Première plainte contre la Suisse devant un tribunal arbitral

Une entité juridique basée aux Seychelles reproche à la Suisse un acte législatif vieux de 30 ans, qui interdit de revendre temporairement des immeubles non agricoles. Cette plainte, qui montre que la Suisse n’est pas à l’abri de l’arbitrage international, est une occasion en or pour rééquilibrer les accords de protection des investissements en faveur des pays d’accueil – qui étaient jusqu’à présent surtout des pays en développement.

Tôt ou tard, cela devait arriver. Pour la première fois de son histoire, la Suisse fait l’objet d’une plainte devant le CIRDI (Centre international pour le règlement des différends relatifs aux investissements), le tribunal arbitral de la Banque mondial qui statue sur les différends liés aux accords de protection des investissements. Ironie du sort, c’est un paradis tropical qui pourrait mener la Suisse en enfer: une entité juridique domiciliée aux Seychelles et contrôlée par un citoyen helvétique, qui prétend agir au nom de trois Italiens qui auraient essuyé des pertes en raison d’un arrêté fédéral urgent de 1989, qui interdit de revendre des immeubles non agricoles pendant cinq ans. Un document tellement vieux qu’on ne le trouve même pas sur internet… Le plaignant se base sur l’accord de protection des investissements (API) Suisse – Hongrie et réclame 300 millions de CHF de dédommagement. Sans surprise la Suisse conteste tout en bloc.

37 plaintes d’entreprises suisses contre des États

Aussi loufoque que paraisse cette affaire, elle montre que la Suisse n’est pas à l’abri de ce mécanisme décrié de l’arbitrage international, qui permet à un investisseur étranger de porter plainte contre l’État hôte – mais pas l’inverse – si ce dernier adopte une nouvelle réglementation pour protéger l’environnement, la santé, les droits des travailleurs, ou l’intérêt public.

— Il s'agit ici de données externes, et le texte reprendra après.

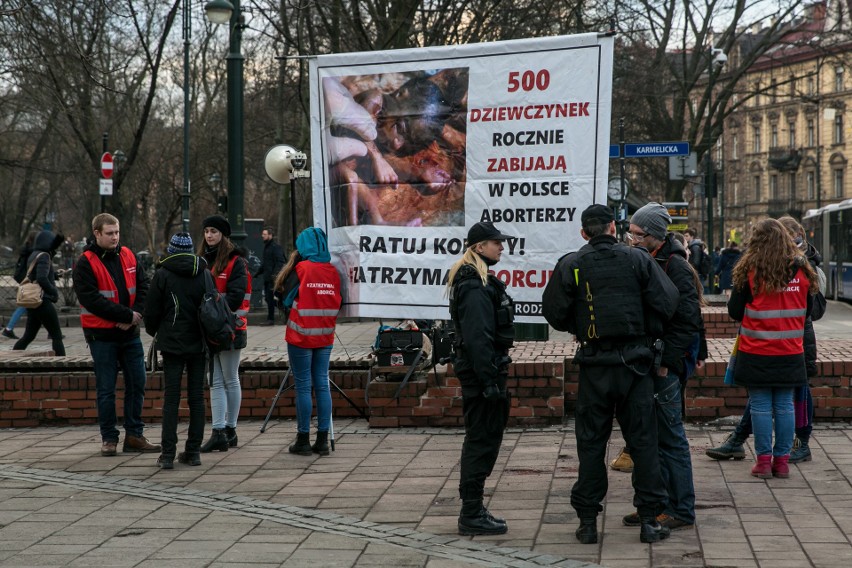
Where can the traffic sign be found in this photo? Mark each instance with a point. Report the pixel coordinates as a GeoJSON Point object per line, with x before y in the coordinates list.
{"type": "Point", "coordinates": [106, 166]}
{"type": "Point", "coordinates": [656, 149]}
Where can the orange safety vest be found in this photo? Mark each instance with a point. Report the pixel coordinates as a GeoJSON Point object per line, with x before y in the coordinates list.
{"type": "Point", "coordinates": [773, 324]}
{"type": "Point", "coordinates": [107, 287]}
{"type": "Point", "coordinates": [221, 281]}
{"type": "Point", "coordinates": [313, 315]}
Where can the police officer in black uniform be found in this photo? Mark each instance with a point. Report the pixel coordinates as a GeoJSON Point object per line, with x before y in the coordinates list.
{"type": "Point", "coordinates": [613, 298]}
{"type": "Point", "coordinates": [483, 315]}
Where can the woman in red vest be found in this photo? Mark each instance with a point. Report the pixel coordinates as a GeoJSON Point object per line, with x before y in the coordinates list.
{"type": "Point", "coordinates": [231, 275]}
{"type": "Point", "coordinates": [310, 286]}
{"type": "Point", "coordinates": [773, 292]}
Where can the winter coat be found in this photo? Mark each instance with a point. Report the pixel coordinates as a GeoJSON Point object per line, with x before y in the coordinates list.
{"type": "Point", "coordinates": [727, 260]}
{"type": "Point", "coordinates": [235, 290]}
{"type": "Point", "coordinates": [89, 296]}
{"type": "Point", "coordinates": [176, 292]}
{"type": "Point", "coordinates": [681, 329]}
{"type": "Point", "coordinates": [42, 272]}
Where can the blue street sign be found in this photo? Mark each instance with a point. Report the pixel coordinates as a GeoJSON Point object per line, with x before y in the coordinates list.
{"type": "Point", "coordinates": [656, 149]}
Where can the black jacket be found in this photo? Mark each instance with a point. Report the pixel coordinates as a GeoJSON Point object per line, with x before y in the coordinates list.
{"type": "Point", "coordinates": [480, 352]}
{"type": "Point", "coordinates": [44, 247]}
{"type": "Point", "coordinates": [86, 288]}
{"type": "Point", "coordinates": [235, 290]}
{"type": "Point", "coordinates": [176, 292]}
{"type": "Point", "coordinates": [273, 262]}
{"type": "Point", "coordinates": [686, 322]}
{"type": "Point", "coordinates": [561, 295]}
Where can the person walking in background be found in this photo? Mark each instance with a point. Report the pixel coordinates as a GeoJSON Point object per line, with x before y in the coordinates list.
{"type": "Point", "coordinates": [40, 270]}
{"type": "Point", "coordinates": [727, 260]}
{"type": "Point", "coordinates": [112, 293]}
{"type": "Point", "coordinates": [483, 317]}
{"type": "Point", "coordinates": [229, 268]}
{"type": "Point", "coordinates": [310, 288]}
{"type": "Point", "coordinates": [615, 299]}
{"type": "Point", "coordinates": [20, 273]}
{"type": "Point", "coordinates": [273, 262]}
{"type": "Point", "coordinates": [774, 287]}
{"type": "Point", "coordinates": [803, 404]}
{"type": "Point", "coordinates": [171, 316]}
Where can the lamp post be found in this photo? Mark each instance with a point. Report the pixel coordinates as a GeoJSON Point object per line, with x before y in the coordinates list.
{"type": "Point", "coordinates": [220, 12]}
{"type": "Point", "coordinates": [187, 34]}
{"type": "Point", "coordinates": [715, 61]}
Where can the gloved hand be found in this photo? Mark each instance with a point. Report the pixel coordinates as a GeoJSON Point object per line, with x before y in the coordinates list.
{"type": "Point", "coordinates": [493, 392]}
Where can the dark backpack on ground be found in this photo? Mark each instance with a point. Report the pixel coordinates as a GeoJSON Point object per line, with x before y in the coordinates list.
{"type": "Point", "coordinates": [218, 322]}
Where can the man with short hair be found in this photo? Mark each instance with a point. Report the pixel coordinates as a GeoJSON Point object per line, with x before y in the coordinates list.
{"type": "Point", "coordinates": [112, 295]}
{"type": "Point", "coordinates": [649, 229]}
{"type": "Point", "coordinates": [614, 298]}
{"type": "Point", "coordinates": [273, 262]}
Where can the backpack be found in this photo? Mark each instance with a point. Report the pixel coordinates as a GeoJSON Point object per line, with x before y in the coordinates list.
{"type": "Point", "coordinates": [218, 322]}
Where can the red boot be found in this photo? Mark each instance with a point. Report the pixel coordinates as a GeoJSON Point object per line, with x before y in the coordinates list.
{"type": "Point", "coordinates": [763, 467]}
{"type": "Point", "coordinates": [780, 467]}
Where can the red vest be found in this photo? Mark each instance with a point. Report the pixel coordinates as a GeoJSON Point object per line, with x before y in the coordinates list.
{"type": "Point", "coordinates": [221, 281]}
{"type": "Point", "coordinates": [107, 287]}
{"type": "Point", "coordinates": [314, 312]}
{"type": "Point", "coordinates": [774, 323]}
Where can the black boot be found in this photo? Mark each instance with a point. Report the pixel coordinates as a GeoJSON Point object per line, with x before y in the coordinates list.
{"type": "Point", "coordinates": [321, 445]}
{"type": "Point", "coordinates": [587, 532]}
{"type": "Point", "coordinates": [231, 434]}
{"type": "Point", "coordinates": [474, 519]}
{"type": "Point", "coordinates": [652, 531]}
{"type": "Point", "coordinates": [218, 441]}
{"type": "Point", "coordinates": [302, 445]}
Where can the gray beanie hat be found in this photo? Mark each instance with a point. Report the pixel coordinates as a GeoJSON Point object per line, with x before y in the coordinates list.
{"type": "Point", "coordinates": [654, 219]}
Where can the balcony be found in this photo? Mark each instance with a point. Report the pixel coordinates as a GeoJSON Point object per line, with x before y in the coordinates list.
{"type": "Point", "coordinates": [784, 159]}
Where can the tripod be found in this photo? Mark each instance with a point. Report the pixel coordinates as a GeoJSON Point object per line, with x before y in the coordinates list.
{"type": "Point", "coordinates": [285, 387]}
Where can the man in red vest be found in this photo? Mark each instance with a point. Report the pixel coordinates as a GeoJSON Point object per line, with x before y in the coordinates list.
{"type": "Point", "coordinates": [112, 295]}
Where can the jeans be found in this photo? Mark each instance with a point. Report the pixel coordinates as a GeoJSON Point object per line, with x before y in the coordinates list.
{"type": "Point", "coordinates": [675, 461]}
{"type": "Point", "coordinates": [768, 403]}
{"type": "Point", "coordinates": [310, 370]}
{"type": "Point", "coordinates": [108, 356]}
{"type": "Point", "coordinates": [45, 315]}
{"type": "Point", "coordinates": [173, 365]}
{"type": "Point", "coordinates": [16, 315]}
{"type": "Point", "coordinates": [226, 394]}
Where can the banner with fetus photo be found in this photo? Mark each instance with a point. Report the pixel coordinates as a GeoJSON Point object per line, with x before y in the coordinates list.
{"type": "Point", "coordinates": [411, 147]}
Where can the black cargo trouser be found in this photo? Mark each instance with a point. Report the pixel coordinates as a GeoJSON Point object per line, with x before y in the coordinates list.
{"type": "Point", "coordinates": [604, 391]}
{"type": "Point", "coordinates": [484, 423]}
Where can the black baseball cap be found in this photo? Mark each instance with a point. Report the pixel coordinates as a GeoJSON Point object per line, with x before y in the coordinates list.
{"type": "Point", "coordinates": [597, 213]}
{"type": "Point", "coordinates": [484, 231]}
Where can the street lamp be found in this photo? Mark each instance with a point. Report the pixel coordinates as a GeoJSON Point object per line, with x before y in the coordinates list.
{"type": "Point", "coordinates": [715, 61]}
{"type": "Point", "coordinates": [220, 12]}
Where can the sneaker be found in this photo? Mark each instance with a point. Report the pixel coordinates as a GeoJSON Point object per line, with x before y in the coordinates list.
{"type": "Point", "coordinates": [623, 462]}
{"type": "Point", "coordinates": [139, 444]}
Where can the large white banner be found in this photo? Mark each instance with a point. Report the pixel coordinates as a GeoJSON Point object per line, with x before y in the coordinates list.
{"type": "Point", "coordinates": [410, 148]}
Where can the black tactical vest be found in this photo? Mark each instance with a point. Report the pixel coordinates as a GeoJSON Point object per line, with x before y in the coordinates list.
{"type": "Point", "coordinates": [609, 296]}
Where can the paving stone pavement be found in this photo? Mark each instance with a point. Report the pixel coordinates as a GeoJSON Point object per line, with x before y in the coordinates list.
{"type": "Point", "coordinates": [389, 498]}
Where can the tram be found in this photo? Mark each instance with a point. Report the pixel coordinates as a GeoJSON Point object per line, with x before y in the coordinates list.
{"type": "Point", "coordinates": [830, 231]}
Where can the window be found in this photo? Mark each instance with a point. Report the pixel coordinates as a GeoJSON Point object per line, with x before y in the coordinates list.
{"type": "Point", "coordinates": [838, 183]}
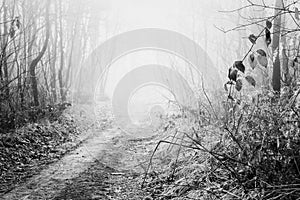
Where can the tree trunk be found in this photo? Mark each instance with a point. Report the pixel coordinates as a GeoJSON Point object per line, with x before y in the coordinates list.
{"type": "Point", "coordinates": [275, 47]}
{"type": "Point", "coordinates": [33, 64]}
{"type": "Point", "coordinates": [60, 71]}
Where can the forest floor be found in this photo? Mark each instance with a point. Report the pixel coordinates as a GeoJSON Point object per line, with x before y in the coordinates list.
{"type": "Point", "coordinates": [107, 164]}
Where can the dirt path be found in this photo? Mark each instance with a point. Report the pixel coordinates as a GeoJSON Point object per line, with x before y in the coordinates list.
{"type": "Point", "coordinates": [106, 163]}
{"type": "Point", "coordinates": [52, 179]}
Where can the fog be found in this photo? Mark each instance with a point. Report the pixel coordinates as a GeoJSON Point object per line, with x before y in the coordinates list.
{"type": "Point", "coordinates": [200, 21]}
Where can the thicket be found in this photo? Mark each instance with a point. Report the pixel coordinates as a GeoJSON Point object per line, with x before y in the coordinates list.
{"type": "Point", "coordinates": [251, 150]}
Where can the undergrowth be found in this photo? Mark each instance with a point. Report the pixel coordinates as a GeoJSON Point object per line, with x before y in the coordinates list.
{"type": "Point", "coordinates": [252, 152]}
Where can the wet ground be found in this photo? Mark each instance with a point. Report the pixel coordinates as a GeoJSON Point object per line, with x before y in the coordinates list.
{"type": "Point", "coordinates": [109, 164]}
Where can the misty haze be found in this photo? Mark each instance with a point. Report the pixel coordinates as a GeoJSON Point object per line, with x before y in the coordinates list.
{"type": "Point", "coordinates": [149, 99]}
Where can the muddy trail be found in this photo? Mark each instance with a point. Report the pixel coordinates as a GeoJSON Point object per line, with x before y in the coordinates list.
{"type": "Point", "coordinates": [108, 164]}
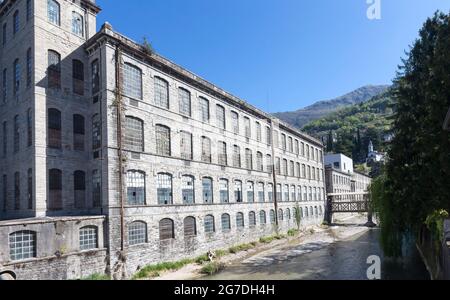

Jusqu’à présent, Berne avait réussi l’exploit presque unique au monde d’y échapper, alors que 37 plaintes d’entreprises suisses (ou prétendument telles) ont été recensées à ce jour par la CNUCED. La dernière en date concerne Chevron contre les Philippines, sur la base du traité de protection des investissements Suisse – Philippines. Un cas sur lequel on ne sait presque rien, si ce n’est qu’il porte sur un gisement de gaz offshore. Chevron, entreprise suisse ? A priori, pas vraiment, mais la multinationale américaine a dû faire du «treaty-shopping » comme on dit dans le jargon, trouver que l’API Suisse – Philippines servait le mieux ses intérêts et réussir à se faire passer pour une entreprise helvétique. Ce alors même qu’elle est empêtré dans des affaires judiciaires en Équateur depuis des décennies pour avoir pollué l’Amazonie.

Supprimer l’ISDS

Cela fait des années qu’Alliance Sud demande à la Suisse de rééquilibrer les accords de protection des investissements avec les pays d’accueil (115 à ce jour, exclusivement des pays en développement) afin de mieux garantir leurs droits. Dernièrement, l’Afrique du Sud, la Bolivie, l’Équateur, l’Inde, l’Indonésie et Malte ont dénoncé les leurs et veulent en renégocier de plus équilibrés, voire n’en veulent plus du tout. L’élément le plus contesté est précisément ce mécanisme de justice privée par voie d’arbitrage (ISDS) qui prévoit que l’investisseur choisit un arbitre, l’État accusé un autre et les deux se mettent d’accord sur un troisième. Trois juges qui peuvent condamner l’État à payer des compensations pouvant se chiffrer en centaines de millions de dollars. Alliance Sud demande de renoncer complètement à l’ISDS ou, au pire, de l’utiliser seulement en dernier ressort, après avoir épuisé les voies de recours internes.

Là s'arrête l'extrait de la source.